Most teens dream of getting their driver's license on their 16th birthday.
When Grove City High School sophomore Sean Absten turned 16 on Jan. 28, he realized his dream of flying solo in an airplane.
Federal Aviation Administration rules require a prospective pilot to be at least 16 before taking a solo flight.
"It's the first step toward earning your pilot's license," Absten said. "Now my goal is to earn my full pilot's license on my 17th birthday, which is the earliest you can do it."
He plans to go for his automobile driver's license later this month.
"I think I'll be more nervous taking my driver's test then I was flying solo in the airplane," Absten said. "I've been around planes all my life. I feel really comfortable around them."
His father is a pilot for United Airlines and has also flown for the U.S. Air Force.
"He's been taking me up in planes all my life," Absten said. "He began letting me handle the controls when I was a kid."
The family has its own plane, which is kept at Bolton Field. Absten took his maiden solo flight at Bolton.
Although central Ohio was suffering under frigid temperatures on his birthday, Absten said he felt safe to fly as long as the winds weren't too bad.

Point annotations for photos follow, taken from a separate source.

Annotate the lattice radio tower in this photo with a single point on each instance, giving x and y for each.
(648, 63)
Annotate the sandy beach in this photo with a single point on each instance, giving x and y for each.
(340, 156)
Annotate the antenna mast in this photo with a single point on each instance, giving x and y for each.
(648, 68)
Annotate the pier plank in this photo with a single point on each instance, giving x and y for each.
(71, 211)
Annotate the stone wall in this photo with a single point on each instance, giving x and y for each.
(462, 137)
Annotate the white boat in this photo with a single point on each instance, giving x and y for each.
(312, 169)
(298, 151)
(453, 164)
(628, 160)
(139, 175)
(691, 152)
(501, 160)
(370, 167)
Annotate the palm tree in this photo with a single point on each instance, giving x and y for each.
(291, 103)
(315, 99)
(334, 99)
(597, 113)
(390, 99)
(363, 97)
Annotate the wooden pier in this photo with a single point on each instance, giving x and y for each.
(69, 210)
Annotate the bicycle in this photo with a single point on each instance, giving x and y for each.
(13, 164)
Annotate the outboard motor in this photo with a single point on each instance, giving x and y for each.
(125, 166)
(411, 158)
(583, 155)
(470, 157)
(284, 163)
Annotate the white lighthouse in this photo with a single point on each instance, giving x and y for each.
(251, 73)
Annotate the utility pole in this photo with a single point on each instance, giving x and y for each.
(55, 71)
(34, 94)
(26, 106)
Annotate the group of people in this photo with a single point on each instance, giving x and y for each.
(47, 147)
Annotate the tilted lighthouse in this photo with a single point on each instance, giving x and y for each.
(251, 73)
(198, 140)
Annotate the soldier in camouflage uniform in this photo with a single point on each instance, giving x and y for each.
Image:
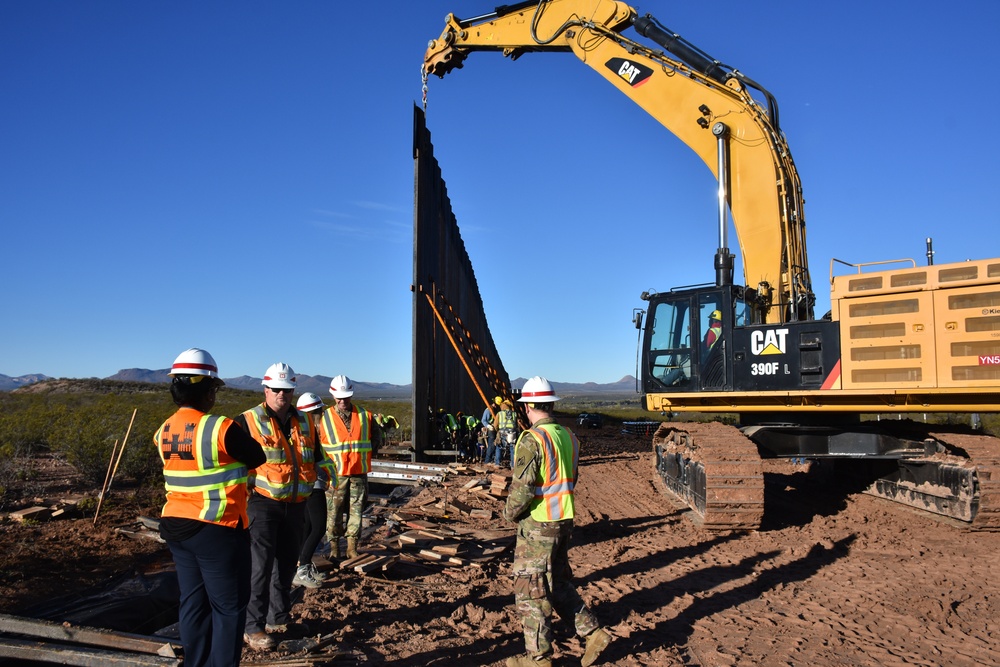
(541, 502)
(349, 435)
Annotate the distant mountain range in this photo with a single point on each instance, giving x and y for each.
(320, 384)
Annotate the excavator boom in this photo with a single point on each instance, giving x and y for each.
(705, 104)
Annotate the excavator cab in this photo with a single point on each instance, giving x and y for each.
(687, 338)
(685, 350)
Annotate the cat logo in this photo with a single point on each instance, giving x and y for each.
(769, 341)
(632, 73)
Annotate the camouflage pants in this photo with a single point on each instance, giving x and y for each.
(543, 582)
(347, 499)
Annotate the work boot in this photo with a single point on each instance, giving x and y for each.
(597, 641)
(529, 661)
(303, 577)
(259, 641)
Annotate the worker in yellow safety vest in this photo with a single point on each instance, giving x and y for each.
(204, 520)
(278, 493)
(542, 503)
(349, 435)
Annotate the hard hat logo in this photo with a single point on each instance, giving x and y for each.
(279, 376)
(538, 390)
(341, 387)
(195, 363)
(309, 402)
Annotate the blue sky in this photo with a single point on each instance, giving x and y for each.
(238, 176)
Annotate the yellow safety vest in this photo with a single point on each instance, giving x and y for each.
(289, 473)
(350, 449)
(202, 480)
(556, 480)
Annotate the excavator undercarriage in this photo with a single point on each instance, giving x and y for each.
(717, 470)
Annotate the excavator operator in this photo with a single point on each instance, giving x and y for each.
(714, 329)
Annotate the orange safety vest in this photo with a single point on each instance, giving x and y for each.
(350, 450)
(203, 481)
(556, 478)
(289, 473)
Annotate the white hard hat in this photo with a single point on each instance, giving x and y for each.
(309, 401)
(279, 376)
(537, 390)
(341, 387)
(195, 362)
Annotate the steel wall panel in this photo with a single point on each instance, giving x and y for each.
(455, 362)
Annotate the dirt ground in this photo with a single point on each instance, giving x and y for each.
(830, 579)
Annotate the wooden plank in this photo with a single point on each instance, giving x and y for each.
(84, 656)
(33, 627)
(380, 563)
(448, 549)
(31, 514)
(352, 562)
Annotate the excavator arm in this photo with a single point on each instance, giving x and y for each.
(706, 104)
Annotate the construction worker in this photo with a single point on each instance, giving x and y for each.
(278, 493)
(490, 428)
(472, 426)
(507, 431)
(389, 425)
(541, 502)
(307, 574)
(714, 329)
(349, 435)
(450, 430)
(204, 521)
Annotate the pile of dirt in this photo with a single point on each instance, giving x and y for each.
(833, 578)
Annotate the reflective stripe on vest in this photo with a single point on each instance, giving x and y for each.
(350, 450)
(506, 419)
(289, 473)
(202, 481)
(556, 475)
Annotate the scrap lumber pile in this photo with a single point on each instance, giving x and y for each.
(48, 509)
(41, 641)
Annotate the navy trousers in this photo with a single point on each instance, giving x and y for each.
(213, 572)
(275, 541)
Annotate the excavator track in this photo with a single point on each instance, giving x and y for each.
(960, 481)
(966, 485)
(715, 470)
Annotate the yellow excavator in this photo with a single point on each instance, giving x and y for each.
(900, 338)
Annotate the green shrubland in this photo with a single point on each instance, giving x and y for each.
(82, 420)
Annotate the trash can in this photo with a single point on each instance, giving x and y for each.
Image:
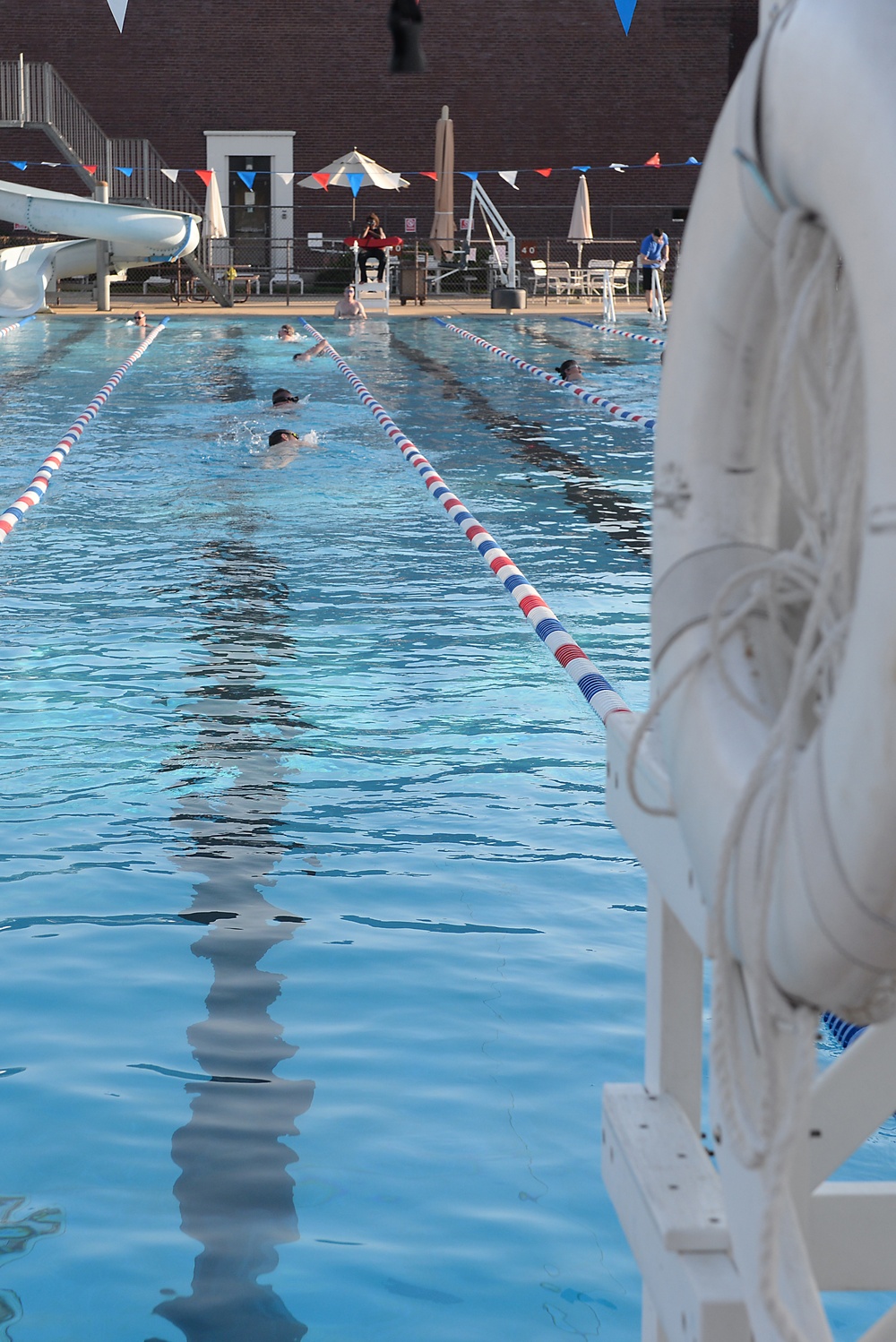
(507, 298)
(412, 283)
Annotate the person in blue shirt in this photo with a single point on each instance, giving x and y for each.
(653, 255)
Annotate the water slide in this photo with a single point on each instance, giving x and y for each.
(137, 235)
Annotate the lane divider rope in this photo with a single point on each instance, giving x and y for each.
(593, 684)
(7, 331)
(604, 403)
(61, 452)
(617, 331)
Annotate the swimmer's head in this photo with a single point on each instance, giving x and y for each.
(569, 371)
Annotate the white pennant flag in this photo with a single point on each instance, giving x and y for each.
(119, 10)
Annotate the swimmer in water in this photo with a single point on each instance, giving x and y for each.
(570, 372)
(321, 348)
(283, 446)
(348, 305)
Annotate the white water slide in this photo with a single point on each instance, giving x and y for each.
(135, 237)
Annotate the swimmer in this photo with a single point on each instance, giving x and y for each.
(283, 447)
(321, 348)
(348, 305)
(570, 372)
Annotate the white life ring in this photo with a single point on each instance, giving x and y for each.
(823, 77)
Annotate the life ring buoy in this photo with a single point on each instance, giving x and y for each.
(726, 520)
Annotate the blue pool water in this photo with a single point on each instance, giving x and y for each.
(337, 943)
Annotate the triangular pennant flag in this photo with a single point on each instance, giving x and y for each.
(625, 10)
(119, 10)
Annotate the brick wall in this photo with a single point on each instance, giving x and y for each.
(529, 83)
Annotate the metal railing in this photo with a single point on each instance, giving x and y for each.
(34, 97)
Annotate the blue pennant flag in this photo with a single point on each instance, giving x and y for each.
(625, 10)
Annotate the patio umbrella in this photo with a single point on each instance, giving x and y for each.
(354, 170)
(580, 226)
(215, 221)
(443, 223)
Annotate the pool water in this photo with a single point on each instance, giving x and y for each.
(343, 945)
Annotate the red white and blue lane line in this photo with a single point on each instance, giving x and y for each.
(61, 452)
(596, 687)
(7, 331)
(602, 403)
(617, 331)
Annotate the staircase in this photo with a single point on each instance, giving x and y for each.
(34, 97)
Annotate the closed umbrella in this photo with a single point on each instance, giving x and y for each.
(580, 226)
(443, 223)
(354, 170)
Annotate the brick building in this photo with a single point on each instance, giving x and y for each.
(277, 86)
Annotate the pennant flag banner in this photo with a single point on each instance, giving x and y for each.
(625, 10)
(119, 10)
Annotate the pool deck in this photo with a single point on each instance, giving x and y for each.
(323, 305)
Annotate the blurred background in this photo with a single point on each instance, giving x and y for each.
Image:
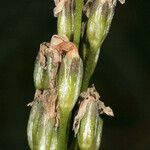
(121, 77)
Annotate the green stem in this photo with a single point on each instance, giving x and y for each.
(77, 21)
(62, 131)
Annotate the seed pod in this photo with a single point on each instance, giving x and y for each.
(88, 127)
(99, 21)
(64, 23)
(40, 127)
(40, 71)
(46, 67)
(69, 84)
(54, 141)
(69, 80)
(97, 143)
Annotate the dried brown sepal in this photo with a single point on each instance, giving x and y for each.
(86, 97)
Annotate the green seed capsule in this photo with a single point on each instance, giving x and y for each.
(88, 124)
(40, 76)
(54, 141)
(69, 84)
(69, 81)
(64, 23)
(40, 127)
(99, 21)
(46, 67)
(98, 134)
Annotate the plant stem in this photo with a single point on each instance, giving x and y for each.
(77, 21)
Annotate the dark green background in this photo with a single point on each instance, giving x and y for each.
(121, 77)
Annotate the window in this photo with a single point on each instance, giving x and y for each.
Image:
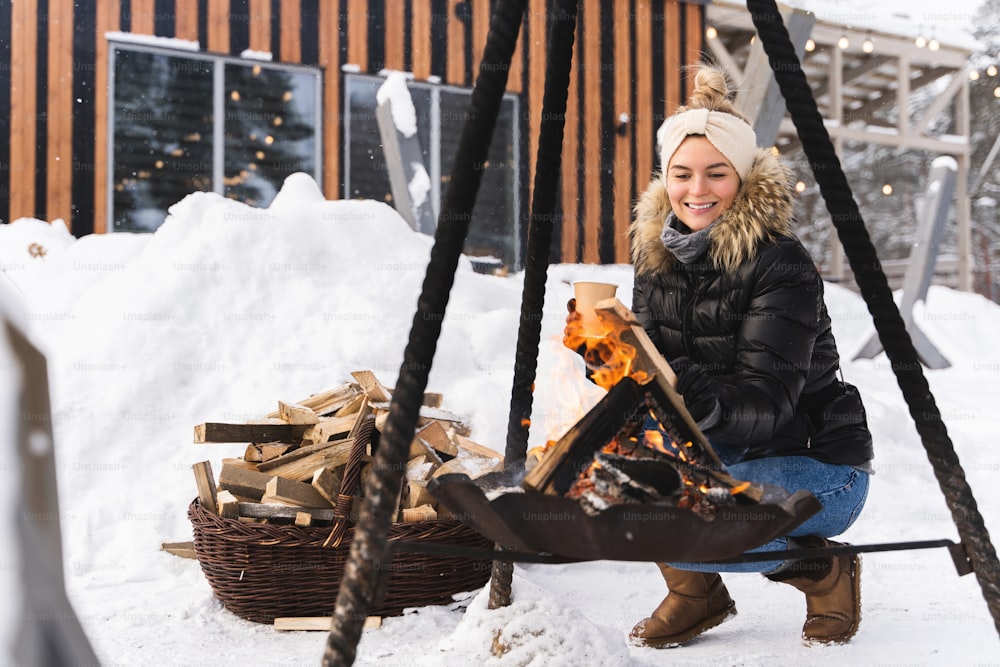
(441, 112)
(185, 122)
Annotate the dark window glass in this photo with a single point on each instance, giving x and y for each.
(162, 135)
(492, 240)
(269, 126)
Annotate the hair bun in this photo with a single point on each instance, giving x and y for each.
(711, 91)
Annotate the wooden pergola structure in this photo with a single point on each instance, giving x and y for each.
(865, 72)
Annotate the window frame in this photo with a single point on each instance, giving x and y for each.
(434, 145)
(218, 63)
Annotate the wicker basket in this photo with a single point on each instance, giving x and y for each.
(264, 571)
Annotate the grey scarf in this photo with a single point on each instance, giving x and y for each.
(686, 247)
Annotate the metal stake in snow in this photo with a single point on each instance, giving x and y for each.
(363, 580)
(923, 256)
(875, 289)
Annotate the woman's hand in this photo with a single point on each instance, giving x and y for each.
(571, 332)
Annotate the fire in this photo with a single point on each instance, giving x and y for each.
(608, 357)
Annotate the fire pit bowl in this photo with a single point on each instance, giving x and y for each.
(651, 532)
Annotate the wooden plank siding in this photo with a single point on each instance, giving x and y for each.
(627, 74)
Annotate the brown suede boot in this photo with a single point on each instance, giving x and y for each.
(697, 601)
(833, 592)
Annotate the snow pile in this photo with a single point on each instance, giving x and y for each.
(227, 309)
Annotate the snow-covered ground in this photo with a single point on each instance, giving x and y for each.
(227, 309)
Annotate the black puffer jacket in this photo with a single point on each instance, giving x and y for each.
(751, 312)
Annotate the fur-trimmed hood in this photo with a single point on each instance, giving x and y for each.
(762, 209)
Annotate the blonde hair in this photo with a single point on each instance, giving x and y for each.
(711, 91)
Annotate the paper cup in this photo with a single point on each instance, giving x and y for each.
(587, 295)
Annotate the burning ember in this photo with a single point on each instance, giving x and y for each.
(608, 357)
(611, 456)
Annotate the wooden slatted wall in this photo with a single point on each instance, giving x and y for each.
(627, 73)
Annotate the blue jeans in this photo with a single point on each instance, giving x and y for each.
(841, 490)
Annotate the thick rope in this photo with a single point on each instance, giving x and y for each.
(559, 61)
(874, 288)
(363, 578)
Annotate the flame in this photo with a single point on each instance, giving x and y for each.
(609, 358)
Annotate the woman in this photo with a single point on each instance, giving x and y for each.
(735, 304)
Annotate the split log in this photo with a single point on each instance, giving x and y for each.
(229, 505)
(284, 491)
(421, 513)
(181, 549)
(281, 512)
(270, 432)
(294, 413)
(436, 437)
(243, 482)
(300, 467)
(206, 485)
(474, 448)
(370, 385)
(328, 401)
(327, 481)
(330, 428)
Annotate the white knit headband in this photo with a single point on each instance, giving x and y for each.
(731, 136)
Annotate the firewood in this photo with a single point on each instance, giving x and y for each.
(574, 451)
(463, 443)
(433, 399)
(421, 513)
(229, 505)
(301, 468)
(282, 512)
(372, 388)
(648, 358)
(272, 450)
(419, 468)
(329, 428)
(352, 407)
(327, 481)
(436, 436)
(240, 463)
(181, 549)
(285, 491)
(270, 432)
(473, 466)
(417, 494)
(419, 447)
(294, 413)
(206, 485)
(328, 401)
(242, 482)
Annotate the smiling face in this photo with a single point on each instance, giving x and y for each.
(701, 183)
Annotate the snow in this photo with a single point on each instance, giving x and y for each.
(227, 309)
(394, 92)
(153, 40)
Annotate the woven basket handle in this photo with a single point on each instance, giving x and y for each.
(348, 486)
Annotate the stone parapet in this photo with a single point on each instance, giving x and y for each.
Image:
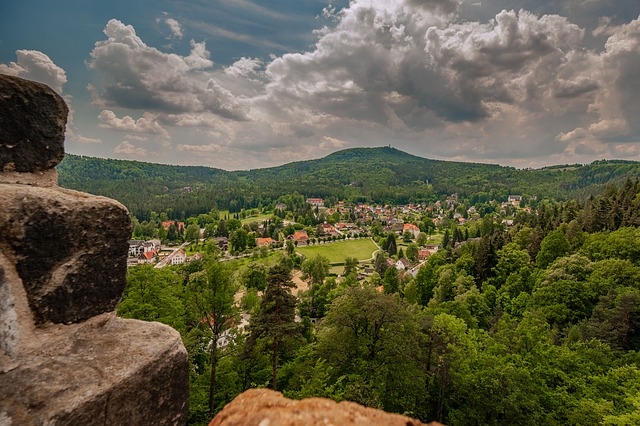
(65, 358)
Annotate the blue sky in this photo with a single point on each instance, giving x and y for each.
(247, 84)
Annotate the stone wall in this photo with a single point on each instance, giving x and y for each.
(265, 407)
(65, 358)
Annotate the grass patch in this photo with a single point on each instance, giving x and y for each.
(338, 251)
(256, 218)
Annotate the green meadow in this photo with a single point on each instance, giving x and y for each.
(337, 252)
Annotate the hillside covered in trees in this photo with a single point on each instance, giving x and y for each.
(535, 323)
(374, 175)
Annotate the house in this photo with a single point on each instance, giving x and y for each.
(514, 200)
(423, 254)
(328, 229)
(135, 248)
(402, 264)
(300, 237)
(264, 242)
(167, 224)
(223, 243)
(413, 229)
(178, 257)
(147, 257)
(316, 202)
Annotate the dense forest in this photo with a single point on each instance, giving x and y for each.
(375, 175)
(537, 323)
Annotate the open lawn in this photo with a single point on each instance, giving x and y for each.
(338, 251)
(257, 218)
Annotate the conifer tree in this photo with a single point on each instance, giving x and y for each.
(275, 323)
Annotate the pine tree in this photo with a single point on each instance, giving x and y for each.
(275, 323)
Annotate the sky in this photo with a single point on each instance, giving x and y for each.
(245, 84)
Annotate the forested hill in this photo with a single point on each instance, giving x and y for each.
(378, 175)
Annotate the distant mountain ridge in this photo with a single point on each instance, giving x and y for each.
(377, 175)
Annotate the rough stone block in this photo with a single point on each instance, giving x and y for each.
(70, 250)
(105, 371)
(33, 119)
(269, 408)
(8, 318)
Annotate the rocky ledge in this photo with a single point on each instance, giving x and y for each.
(65, 359)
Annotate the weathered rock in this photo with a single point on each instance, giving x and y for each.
(70, 250)
(105, 371)
(265, 407)
(8, 319)
(32, 124)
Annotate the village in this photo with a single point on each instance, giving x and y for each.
(420, 230)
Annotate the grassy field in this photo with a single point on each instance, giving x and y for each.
(258, 218)
(337, 252)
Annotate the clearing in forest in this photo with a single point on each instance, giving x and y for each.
(337, 252)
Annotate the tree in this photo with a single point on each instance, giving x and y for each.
(380, 263)
(412, 252)
(390, 244)
(316, 269)
(425, 282)
(350, 266)
(212, 294)
(370, 343)
(255, 276)
(391, 281)
(553, 246)
(192, 233)
(275, 322)
(239, 240)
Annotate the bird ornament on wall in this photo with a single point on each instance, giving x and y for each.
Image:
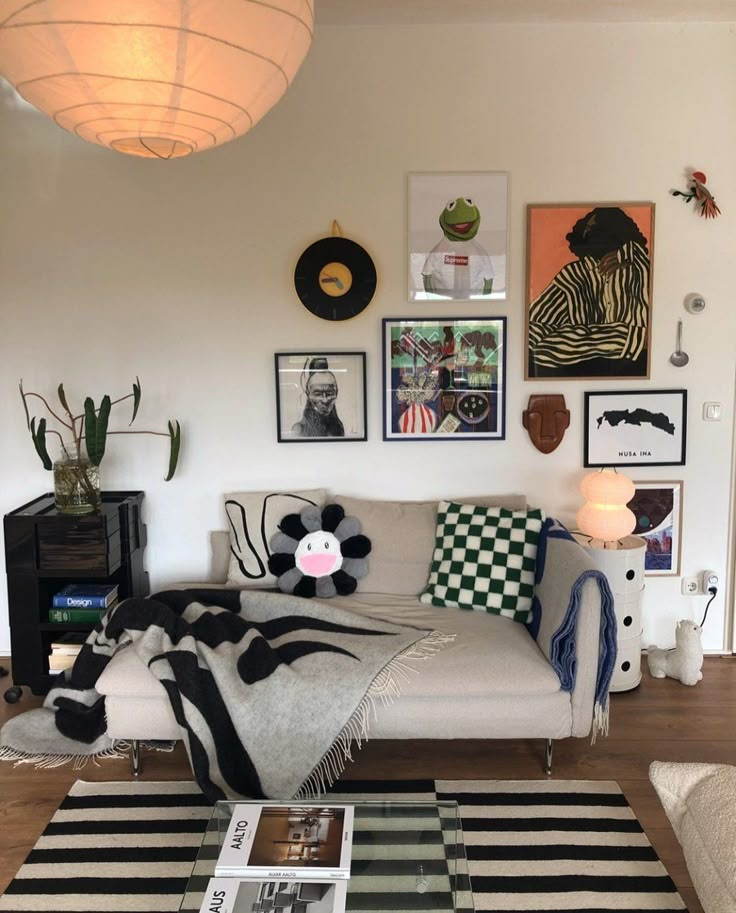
(699, 192)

"It's actually better to fly in cold weather," he said. "Because the air is colder, it's also thicker and that makes it easier" to handle and fly a plane.
The cold temperatures also improve visibility, Absten said.
He said he enjoys the sense of freedom one feels flying in a plane.
"It's also such a great view being up so high," Absten said.
Flight instructor Eric Howlett said he was "proud and excited" to watch as Absten took his first solo flight.
"We went up a few days before his birthday and I felt then like I could have let him go up alone," he said. "The fact that he's more confident in an airplane than driving a car indicates he's a good pilot.
"He was really well-prepared," Howlett said. "It helped him to have all that time he spent flying with his dad."
It is unusual these days for someone so young to be flying solo, Howlett said.
"It used to be more common, but fewer families own their own planes anymore. It's an expensive hobby," he said. "Most of my students are older and are going for their commercial pilot's license. It's fun to work with someone so young and enthusiastic about flying."
"I think flying will always be a hobby for me," Absten said, but he also would like to pursue some sort of career in aviation, perhaps as an air traffic controller.
He said he is confident he will reach his next goal of earning his pilot's license on his 17th birthday.
"I would like to take my Mom or my sister up in the plane and fly either ahead of or behind my Dad," Absten said.
He also looks forward to more "practical" uses for a pilot's license.
"It would be so cool over spring break to fly with a few of my friends down to Florida, instead of having to drive all the way there," Absten said.